Seven case studies unveil some of the immunodeficiencies affecting seniors.

Primary immunodeficiency diseases (PIs) are common, believed to affect one in every 1,200 persons.1 And, secondary immunodeficiencies, occurring as a result of age, illness, injury or medication, are considerably more common than PIs.2

In fact, every person has survived the immunodeficiency of the newborn, and the immunodeficiency of the aged, termed immunosenescence, will affect most of us in our senior years. Immunosenescence, which occurs in patients over age 60, includes new-onset, pre-existing and overlooked PIs, as well as secondary immunodeficiencies. Following are seven case studies that will examine these, the latter of which will include the immunodeficiency of older adults, their immune profile risk and some ways to delay aging, preserve immunity and live a long time.
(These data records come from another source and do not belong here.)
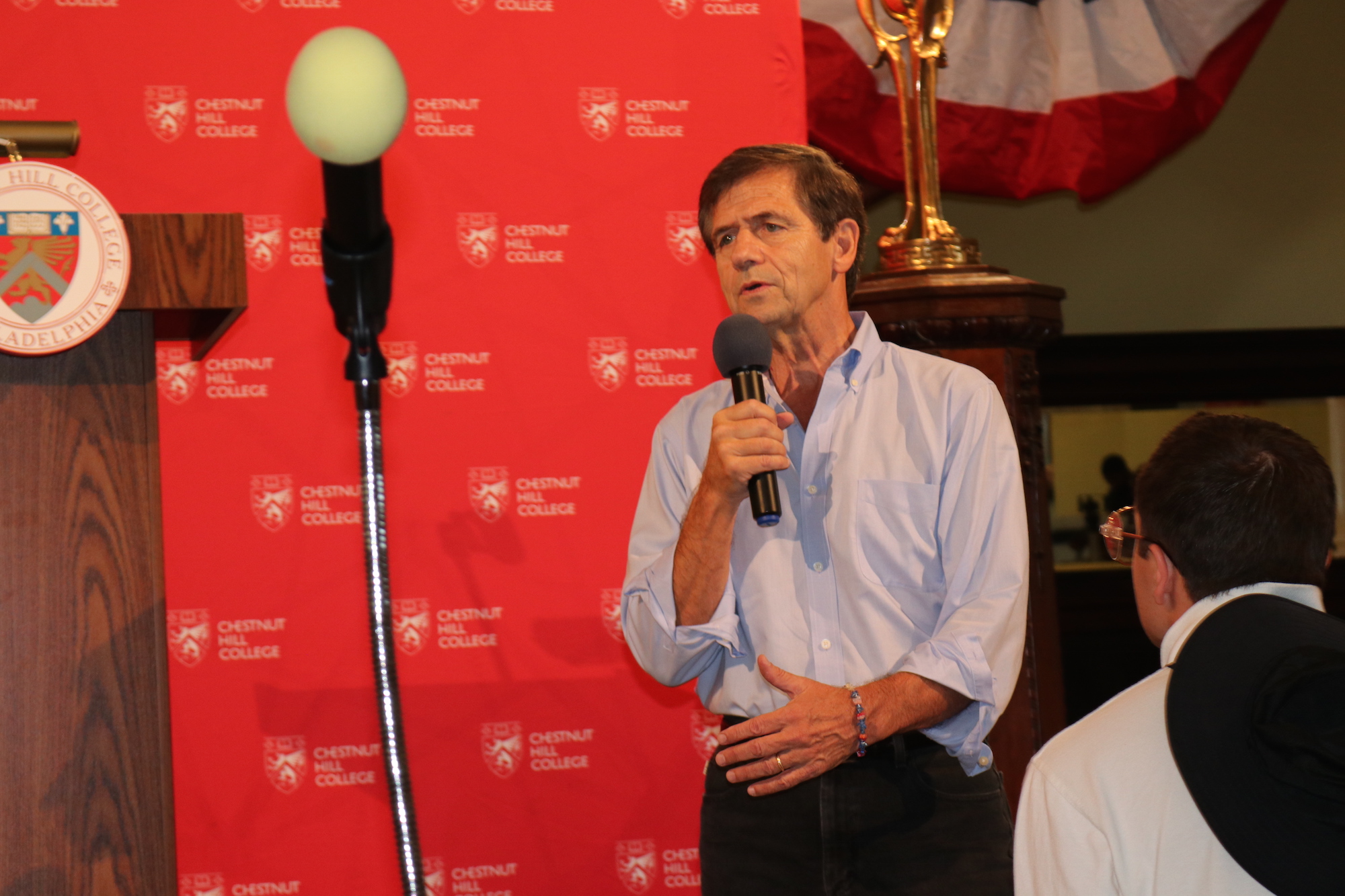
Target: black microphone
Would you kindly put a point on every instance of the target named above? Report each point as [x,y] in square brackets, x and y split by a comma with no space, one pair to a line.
[358,267]
[743,353]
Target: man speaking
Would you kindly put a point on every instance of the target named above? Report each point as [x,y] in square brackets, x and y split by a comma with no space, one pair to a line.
[860,650]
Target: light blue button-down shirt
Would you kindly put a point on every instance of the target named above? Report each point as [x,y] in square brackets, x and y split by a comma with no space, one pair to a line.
[903,545]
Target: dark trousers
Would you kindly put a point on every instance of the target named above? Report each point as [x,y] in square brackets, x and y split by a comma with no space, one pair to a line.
[906,819]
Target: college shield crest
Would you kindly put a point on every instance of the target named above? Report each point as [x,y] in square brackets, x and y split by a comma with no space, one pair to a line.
[274,501]
[599,111]
[436,881]
[705,725]
[610,604]
[411,624]
[610,361]
[683,233]
[286,760]
[166,111]
[210,884]
[488,489]
[502,747]
[38,255]
[478,237]
[403,368]
[637,864]
[189,635]
[263,237]
[177,373]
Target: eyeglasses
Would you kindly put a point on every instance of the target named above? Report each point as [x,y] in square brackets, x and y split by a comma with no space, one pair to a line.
[1118,533]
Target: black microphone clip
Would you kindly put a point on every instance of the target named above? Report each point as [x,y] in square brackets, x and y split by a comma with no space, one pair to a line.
[358,267]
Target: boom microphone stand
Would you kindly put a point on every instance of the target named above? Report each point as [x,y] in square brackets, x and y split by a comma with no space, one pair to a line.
[358,268]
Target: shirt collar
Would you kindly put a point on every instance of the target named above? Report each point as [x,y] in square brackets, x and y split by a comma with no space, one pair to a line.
[1183,628]
[864,349]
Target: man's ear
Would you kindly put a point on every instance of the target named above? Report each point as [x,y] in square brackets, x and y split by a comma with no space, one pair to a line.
[1165,576]
[847,240]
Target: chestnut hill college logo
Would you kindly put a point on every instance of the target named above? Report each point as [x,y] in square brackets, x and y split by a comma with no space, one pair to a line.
[64,260]
[610,361]
[189,635]
[166,112]
[411,624]
[677,9]
[177,373]
[286,760]
[272,501]
[403,368]
[263,237]
[637,862]
[502,747]
[210,884]
[488,489]
[478,236]
[599,111]
[683,232]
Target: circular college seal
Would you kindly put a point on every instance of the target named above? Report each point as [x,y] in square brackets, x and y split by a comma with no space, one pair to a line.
[64,259]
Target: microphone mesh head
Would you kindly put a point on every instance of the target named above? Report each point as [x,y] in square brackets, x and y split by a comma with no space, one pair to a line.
[742,341]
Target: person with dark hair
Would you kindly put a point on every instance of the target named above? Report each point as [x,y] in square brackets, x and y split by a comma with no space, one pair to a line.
[861,649]
[1225,771]
[1121,482]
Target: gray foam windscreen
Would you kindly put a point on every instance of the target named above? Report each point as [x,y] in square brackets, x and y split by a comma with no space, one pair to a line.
[742,341]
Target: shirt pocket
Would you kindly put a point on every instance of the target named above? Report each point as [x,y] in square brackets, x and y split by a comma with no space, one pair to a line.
[896,532]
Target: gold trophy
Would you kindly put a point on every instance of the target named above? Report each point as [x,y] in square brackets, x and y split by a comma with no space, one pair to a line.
[925,240]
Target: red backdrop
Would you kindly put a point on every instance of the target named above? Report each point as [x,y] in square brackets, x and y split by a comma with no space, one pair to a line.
[551,303]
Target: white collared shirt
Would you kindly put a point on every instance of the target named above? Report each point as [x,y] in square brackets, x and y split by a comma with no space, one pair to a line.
[903,545]
[1105,810]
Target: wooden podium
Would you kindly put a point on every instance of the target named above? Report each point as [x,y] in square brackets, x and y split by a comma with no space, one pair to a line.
[87,766]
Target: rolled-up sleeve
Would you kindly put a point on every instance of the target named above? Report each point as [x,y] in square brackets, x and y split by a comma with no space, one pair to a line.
[977,643]
[672,654]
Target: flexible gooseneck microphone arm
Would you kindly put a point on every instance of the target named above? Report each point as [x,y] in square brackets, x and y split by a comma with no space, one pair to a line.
[358,268]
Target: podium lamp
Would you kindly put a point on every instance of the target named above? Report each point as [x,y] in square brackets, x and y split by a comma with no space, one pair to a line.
[348,101]
[87,767]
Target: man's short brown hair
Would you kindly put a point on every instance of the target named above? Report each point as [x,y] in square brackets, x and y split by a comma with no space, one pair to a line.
[827,192]
[1235,501]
Case 1: Shingles and Lymphopenia in a 69-Year-Old Woman

Mary, age 69 and retired from teaching, was doing well, enjoying gardening and walking her dog, when she developed painful shingles of the chest and upper arm. Nine years previously, she had received a shingles vaccine. The shingles occurred shortly after a prolonged viral respiratory infection with wheezing, which was treated with a course of steroids. Physical examination, except for the vesicular rash, was unremarkable. Her white blood count was 4,800 cells/uL with 15 percent lymphocytes. Immunoglobulins were normal, and antibodies to varicella were detectable but low. T and B cell subsets disclosed a CD3 total T cells of 450/uL (low), CD4 helper T cells of 85/uL (very low), CD8 cytotoxic T cells of 350/uL, CD19 B cells of 105/uL and CD16/56 natural killer cells of 72/uL. An extensive work-up for infectious disease was negative, including HIV by antibody and polymerase chain reaction testing. T cell proliferative studies were normal. Valacyclovir was given with rapid improvement. The varicella antibody titer increased dramatically, and she returned to her usual state of good health after three weeks.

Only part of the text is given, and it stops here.